How do you understand the concept of private equity? If you think that it stands somewhere next to private property, this article is for you. Let’s make it clear and simple. Private equity is a particular type of investment capital that is not noted on a stock exchange. It is composed of investors and funds that invest in private companies or participate in public companies’ buyouts, delisting the public equity.
By acquiring equity ownership in different companies, private equity partners raise funds and manage them to get good returns with an investment horizon from 4 to 7 years.
The minimum capital, required for investors, can differ according to the particular company and the funds raised.

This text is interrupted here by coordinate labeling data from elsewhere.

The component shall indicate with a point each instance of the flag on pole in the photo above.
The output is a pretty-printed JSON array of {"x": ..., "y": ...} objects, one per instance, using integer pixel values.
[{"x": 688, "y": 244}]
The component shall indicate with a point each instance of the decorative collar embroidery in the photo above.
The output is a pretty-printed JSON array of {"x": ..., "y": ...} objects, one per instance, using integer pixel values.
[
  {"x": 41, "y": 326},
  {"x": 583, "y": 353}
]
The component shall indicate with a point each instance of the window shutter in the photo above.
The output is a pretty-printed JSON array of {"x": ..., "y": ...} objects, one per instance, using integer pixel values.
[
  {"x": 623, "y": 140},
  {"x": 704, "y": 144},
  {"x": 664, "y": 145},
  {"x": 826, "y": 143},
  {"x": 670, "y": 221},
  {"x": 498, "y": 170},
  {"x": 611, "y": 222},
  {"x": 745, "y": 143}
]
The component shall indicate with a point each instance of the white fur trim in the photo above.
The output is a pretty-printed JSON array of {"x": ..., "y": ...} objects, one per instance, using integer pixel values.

Private equity is attractive, isn’t it?
The private-equity industry attracts top professionals from various consulting firms and even Fortune 500 companies. And it is no wonder why. The fee structure of these firms may vary, but usually it includes a management and a performance fee. For example, it may consist of a 2% fee from the managed asset and a 20% fee from the company’s gross profit.
Let’s say that a private-equity firm operates assets of $1 billion. Having no more than two dozen investors, their 20% fee from the gross profit could bring them millions of dollars. If the associates of such firms usually earn a salary of six figures, the executives may earn more than a million. Sounds tempting, doesn’t it?
How does it work?
Private-equity firms have two major functions: deal origination and portfolio oversight.
Deal origination includes launching and developing relations with M&A (mergers and acquisitions) intermediaries and investment banks to ensure a stable, high-quality deal flow. Deal originators, usually associates or directors, try to build good relationships with transaction professionals in order to be introduced early to deals.
Executing transactions includes careful assessing of the industry, historical data, financial forecasts and performing valuation analyses. After the decision to proceed with the chosen acquisition candidate is taken, deal specialists transfer their offers to sellers. In the case that all the parties agree to go further, deal professionals continue negotiations with investment bankers and consultants to perform the due diligence stage. This stage is highly important and presupposes the investigation of the financial records and other significant aspects that may even kill the deal.
The second but not less important function of private-equity specialists is to oversee portfolio companies. They support the management teams, showing them the best practices of strategic planning.